Oh those stupid eyes of his, refusing to stay dry.

But at least his chest felt looser. His shoulders felt lighter. The pain was still there but it was like the pain after you pull a splinter or a thorn out of your skin. A whisper, an echo. For now, anyway. And in its place, there was relief. Because, now, the healing could begin in earnest.

“I’m glad you brought Sam with you,” Steve mused as he sniffled in the rocking chair beside him. “I’ve got some fresh salmon in the refrigerator. He’s cooks a mean salmon.”

“He’ll cook us anything we ask for. We look like a pair of pathetic old men out here, crying,” Bucky grumbled.

“That’s alright, Sam’s good for that. He’s a good man. I’m glad you two connected.”

“I’m glad you picked him to pick up the shield. That was a good call,” Bucky said with a nod.

“Would you keep an eye out for each other? For me?” Steve pled in a small tone.

Bucky nodded again, not trusting himself to say anything because that plea got a little too close to the truth that Steve wasn’t going to last forever. One day, it’d just be Bucky and Sam, looking out for each other.

“Thank you, Buck.”

“Yeah,” Bucky muttered. He swallowed against the lump in his throat.

“I got a case of beer in the fridge too,” Steve assured him. “Figured we’d need it if we’re gonna beat Sam at pinochle after dinner.”

“Sam’s awful at pinochle. We don’t have to worry about that.”

“Is he? He’s beat me a few times…”

Bucky paused, frowning as he considered the handful of times he’d tried teaching pinochle to Sam. Had…had he been throwing the game this whole time?
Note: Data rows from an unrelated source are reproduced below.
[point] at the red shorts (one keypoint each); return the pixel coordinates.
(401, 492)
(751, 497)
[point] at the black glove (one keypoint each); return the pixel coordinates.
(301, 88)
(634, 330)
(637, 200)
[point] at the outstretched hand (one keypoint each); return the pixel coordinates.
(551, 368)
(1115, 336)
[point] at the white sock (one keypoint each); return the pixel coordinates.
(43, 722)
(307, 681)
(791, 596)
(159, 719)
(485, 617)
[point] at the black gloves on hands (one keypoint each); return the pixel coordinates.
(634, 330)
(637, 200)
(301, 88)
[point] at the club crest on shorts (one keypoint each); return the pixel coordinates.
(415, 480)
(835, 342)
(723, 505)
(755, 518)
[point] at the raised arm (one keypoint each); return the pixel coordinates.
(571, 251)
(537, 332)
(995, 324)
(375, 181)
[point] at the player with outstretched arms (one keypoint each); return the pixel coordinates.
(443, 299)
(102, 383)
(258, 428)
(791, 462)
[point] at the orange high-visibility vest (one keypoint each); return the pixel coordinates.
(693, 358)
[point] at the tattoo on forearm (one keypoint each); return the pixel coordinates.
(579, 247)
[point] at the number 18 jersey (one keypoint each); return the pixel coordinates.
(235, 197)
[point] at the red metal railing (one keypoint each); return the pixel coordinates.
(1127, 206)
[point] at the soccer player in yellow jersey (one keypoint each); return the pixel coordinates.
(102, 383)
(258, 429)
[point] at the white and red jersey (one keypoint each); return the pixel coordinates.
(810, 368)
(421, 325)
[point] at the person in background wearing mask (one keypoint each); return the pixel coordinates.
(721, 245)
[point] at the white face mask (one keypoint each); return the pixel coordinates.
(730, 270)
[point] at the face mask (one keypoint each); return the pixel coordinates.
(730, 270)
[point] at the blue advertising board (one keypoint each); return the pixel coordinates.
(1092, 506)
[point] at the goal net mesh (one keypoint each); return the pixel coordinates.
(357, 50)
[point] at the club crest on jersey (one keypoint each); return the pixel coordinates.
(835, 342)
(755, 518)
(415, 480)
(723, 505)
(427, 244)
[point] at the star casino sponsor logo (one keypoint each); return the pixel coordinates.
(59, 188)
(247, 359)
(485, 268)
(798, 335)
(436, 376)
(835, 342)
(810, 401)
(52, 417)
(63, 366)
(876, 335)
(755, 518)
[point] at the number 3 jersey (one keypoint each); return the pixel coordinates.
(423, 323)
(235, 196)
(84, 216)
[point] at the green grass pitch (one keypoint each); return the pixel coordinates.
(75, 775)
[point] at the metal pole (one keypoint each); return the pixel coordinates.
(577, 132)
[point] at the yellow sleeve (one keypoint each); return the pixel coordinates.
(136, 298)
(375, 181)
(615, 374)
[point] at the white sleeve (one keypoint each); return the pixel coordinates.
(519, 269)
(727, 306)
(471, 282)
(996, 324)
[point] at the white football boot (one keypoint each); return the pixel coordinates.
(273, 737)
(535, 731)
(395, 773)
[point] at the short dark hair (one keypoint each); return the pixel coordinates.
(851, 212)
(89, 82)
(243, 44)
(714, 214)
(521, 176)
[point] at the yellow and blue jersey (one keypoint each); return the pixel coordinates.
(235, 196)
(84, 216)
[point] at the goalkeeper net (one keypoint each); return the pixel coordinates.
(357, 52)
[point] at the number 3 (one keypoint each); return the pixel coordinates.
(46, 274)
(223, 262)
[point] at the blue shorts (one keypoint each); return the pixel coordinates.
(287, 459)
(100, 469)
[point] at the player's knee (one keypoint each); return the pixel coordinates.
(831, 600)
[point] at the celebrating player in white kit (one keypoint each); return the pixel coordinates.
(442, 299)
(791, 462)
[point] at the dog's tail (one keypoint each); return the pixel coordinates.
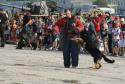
(107, 59)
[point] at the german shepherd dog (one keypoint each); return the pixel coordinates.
(92, 49)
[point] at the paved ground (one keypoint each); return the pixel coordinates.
(46, 67)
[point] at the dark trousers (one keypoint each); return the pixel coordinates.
(2, 28)
(70, 52)
(110, 42)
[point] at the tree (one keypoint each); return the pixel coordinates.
(101, 3)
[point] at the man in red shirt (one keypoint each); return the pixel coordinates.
(70, 27)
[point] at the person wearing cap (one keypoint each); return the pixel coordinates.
(3, 19)
(70, 27)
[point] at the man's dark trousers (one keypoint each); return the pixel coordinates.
(70, 52)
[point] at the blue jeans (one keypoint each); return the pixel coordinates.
(70, 52)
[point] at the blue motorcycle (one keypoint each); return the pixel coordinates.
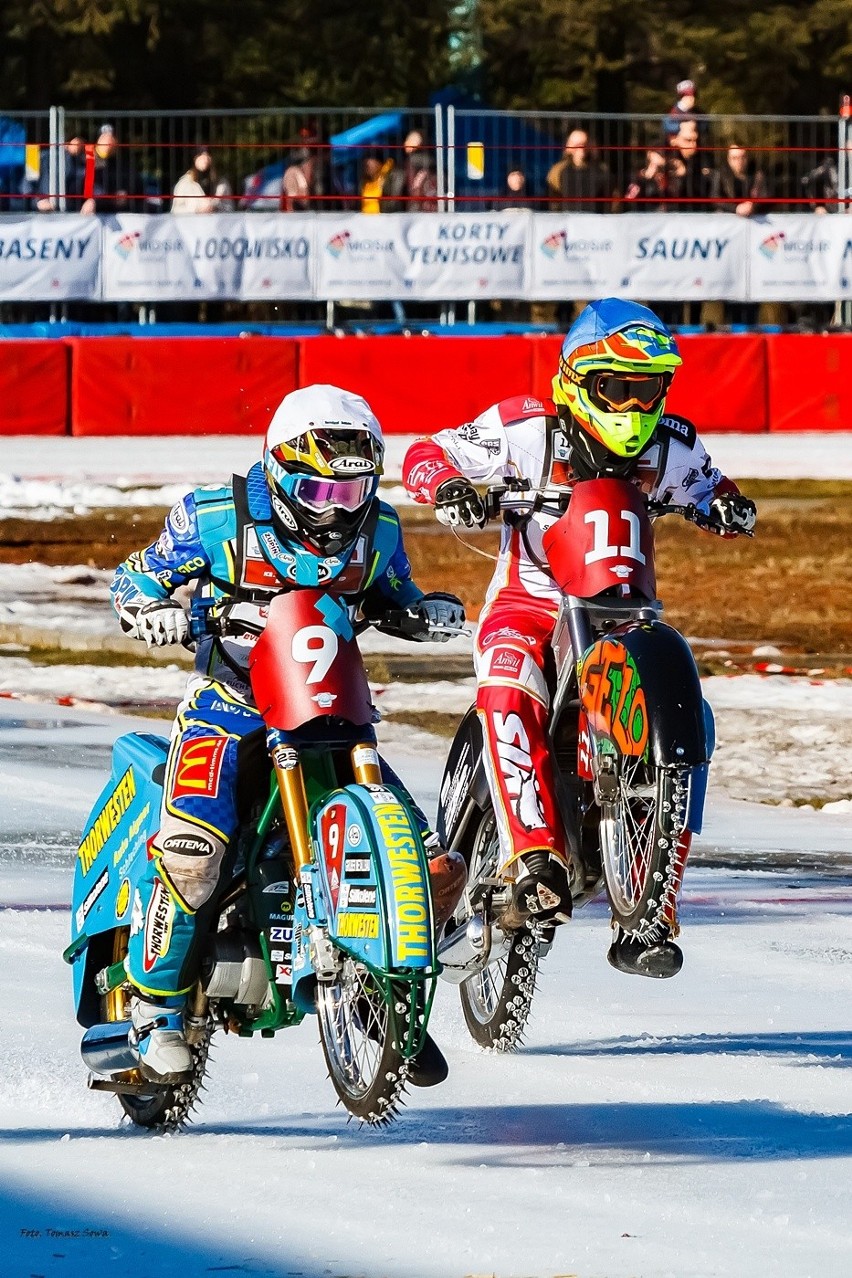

If he was throwing pinochle to make Bucky feel better about himself, he was gonna kill Sam.

“Alright, he’s going down,” Bucky insisted.

And Steve just laughed.

They spent the weekend with him at the cabin – a peaceful, quiet, slow-world weekend. By the end of it, he didn’t even have to flinch at the thought of Steve in the past. It’d come back, he was sure – pain had a way of doing that, given enough time.

But for now, he was fine.

For now, he was at rest.

And maybe his own five-second lifetime wouldn’t be so bad after all.